Lawsuit Seeks To Overturn Changes To National Environmental Law
Friday, July 31, 2020
Photo by Ben Margot AP
A large coalition of environmental and recreational groups is challenging the Trump Administration’s changes to the National Environmental Policy Act, or NEPA.
Those changes were made official this week after President Donald Trump signing an executive order two weeks ago.
At a July 15 Georgia news conference announcing the change, Trump said NEPA is being modernized and simplified, as part of his push to eliminate government regulations.
"We are here today to celebrate a historic breakthrough that will transform the lives of workers and families all across our nation," Trump said. “For decades, the single biggest obstacle to building a modern transportation system has been the mountains and mountains of bureaucratic red tape in Washington, D.C."
Critics decried the changes and they said there will be fewer environmental and public reviews of projects on federal lands.
More than 20 groups are suing the Trump Administration over the change.
The Western Environmental Law Center, the Center for Biological Diversity, Earth Justice, and the National Parks Conservation Association are just some of the organizations asking to have the changes overturned.

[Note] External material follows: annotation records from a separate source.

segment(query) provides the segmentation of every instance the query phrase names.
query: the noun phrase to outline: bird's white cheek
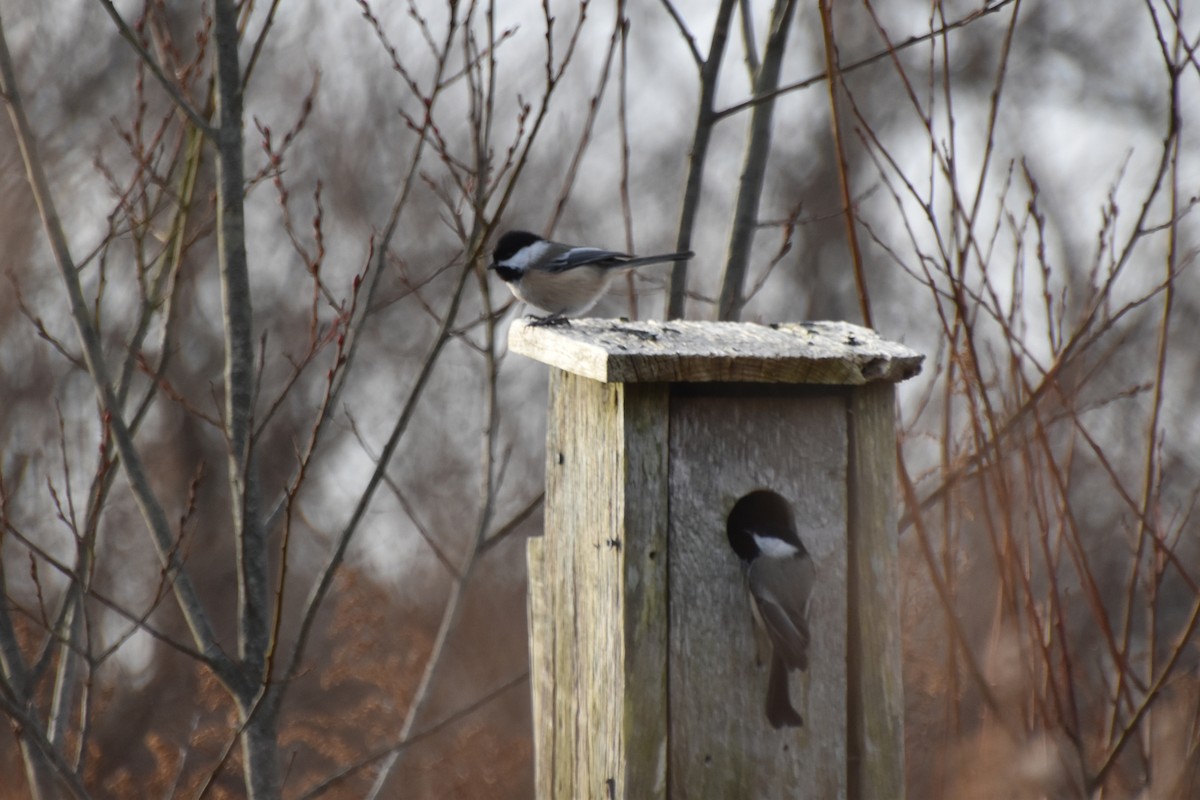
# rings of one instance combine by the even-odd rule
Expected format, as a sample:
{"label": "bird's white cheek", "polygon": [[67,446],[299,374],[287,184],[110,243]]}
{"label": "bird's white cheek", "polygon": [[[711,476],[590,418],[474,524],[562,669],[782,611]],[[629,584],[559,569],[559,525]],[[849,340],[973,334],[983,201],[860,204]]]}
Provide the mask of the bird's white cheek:
{"label": "bird's white cheek", "polygon": [[550,249],[550,242],[535,241],[534,243],[521,248],[510,258],[504,260],[505,266],[514,266],[518,270],[529,269],[529,266],[536,264],[546,251]]}

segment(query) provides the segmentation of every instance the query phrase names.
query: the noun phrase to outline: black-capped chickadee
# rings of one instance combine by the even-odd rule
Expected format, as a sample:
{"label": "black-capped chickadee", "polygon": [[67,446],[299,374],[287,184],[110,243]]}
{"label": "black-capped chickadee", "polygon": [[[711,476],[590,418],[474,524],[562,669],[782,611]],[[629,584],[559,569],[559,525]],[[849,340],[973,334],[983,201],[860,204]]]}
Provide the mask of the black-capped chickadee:
{"label": "black-capped chickadee", "polygon": [[809,599],[816,575],[792,510],[774,492],[751,492],[730,512],[726,534],[742,559],[755,618],[770,638],[767,721],[773,728],[800,727],[787,675],[809,668]]}
{"label": "black-capped chickadee", "polygon": [[636,266],[680,261],[695,253],[630,255],[599,247],[562,245],[527,230],[510,230],[496,242],[492,263],[520,300],[550,312],[535,325],[551,325],[594,306],[613,276]]}

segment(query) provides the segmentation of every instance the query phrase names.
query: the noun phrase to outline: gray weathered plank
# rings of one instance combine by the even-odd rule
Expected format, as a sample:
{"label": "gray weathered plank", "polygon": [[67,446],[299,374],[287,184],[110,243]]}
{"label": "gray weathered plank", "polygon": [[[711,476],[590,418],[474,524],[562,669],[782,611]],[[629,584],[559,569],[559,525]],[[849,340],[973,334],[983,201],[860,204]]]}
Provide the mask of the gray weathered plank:
{"label": "gray weathered plank", "polygon": [[[670,438],[671,795],[845,798],[845,396],[673,397]],[[810,667],[791,680],[803,728],[767,722],[769,644],[725,533],[761,488],[792,505],[816,567]]]}
{"label": "gray weathered plank", "polygon": [[604,383],[745,381],[859,386],[920,371],[924,356],[840,321],[659,323],[572,319],[512,323],[515,353]]}

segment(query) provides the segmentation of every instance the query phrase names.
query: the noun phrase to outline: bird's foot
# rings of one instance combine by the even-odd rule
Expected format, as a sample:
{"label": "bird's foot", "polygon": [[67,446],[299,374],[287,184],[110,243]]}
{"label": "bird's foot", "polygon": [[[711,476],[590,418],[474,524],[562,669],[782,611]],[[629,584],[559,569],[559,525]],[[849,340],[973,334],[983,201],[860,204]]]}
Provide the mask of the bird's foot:
{"label": "bird's foot", "polygon": [[529,319],[533,320],[529,323],[529,327],[557,327],[558,325],[570,326],[571,324],[571,320],[562,314],[546,314],[545,317],[529,314]]}

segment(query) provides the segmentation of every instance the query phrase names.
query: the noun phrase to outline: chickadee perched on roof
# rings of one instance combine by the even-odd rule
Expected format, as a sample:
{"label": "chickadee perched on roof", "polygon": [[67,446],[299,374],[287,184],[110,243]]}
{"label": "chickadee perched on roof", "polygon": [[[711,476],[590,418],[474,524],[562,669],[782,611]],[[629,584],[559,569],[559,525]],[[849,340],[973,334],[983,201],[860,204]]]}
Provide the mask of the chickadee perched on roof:
{"label": "chickadee perched on roof", "polygon": [[738,500],[726,534],[745,567],[755,618],[770,638],[767,721],[773,728],[798,728],[804,718],[792,708],[787,675],[809,668],[812,559],[796,534],[792,510],[774,492],[751,492]]}
{"label": "chickadee perched on roof", "polygon": [[527,230],[510,230],[496,243],[487,269],[496,270],[517,299],[550,312],[534,325],[553,325],[594,306],[618,272],[692,255],[686,252],[637,257],[562,245]]}

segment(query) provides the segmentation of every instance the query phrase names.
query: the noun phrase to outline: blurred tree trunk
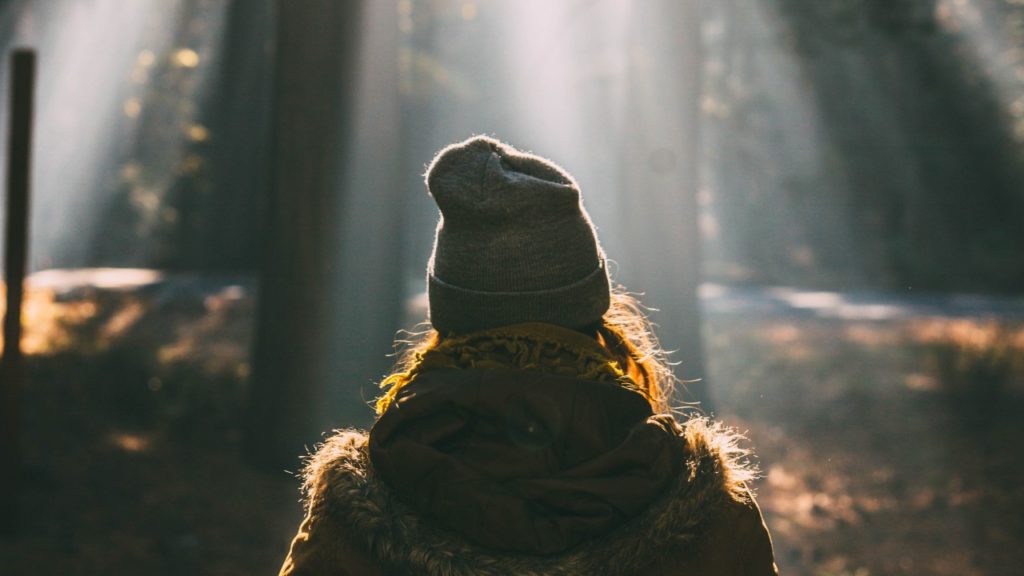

“These changes are so substantial that they really change the fundamental playing field and the legal framework under which federal agencies make decisions,” said Susan Jane Brown of the Western Environmental Law Center.
The executive order undermines an important cornerstone of the nation’s environmental protections and Brown said the law has worked to protect delicate habitat for decades.
“We talk about the National Environmental Policy Act as the Magna Carta of American environmental law. And it really was,” Brown said. “It was a sea change. It was promulgated in 1979 and so it had the benefit of the 1960s and 1970s where we had a growing awareness of the environmental and social justice issues associated with federal actions.”
The federal suit was filed in the northern district of California.
There is no request for an injunction to put the changes on hold until there’s a ruling in the case.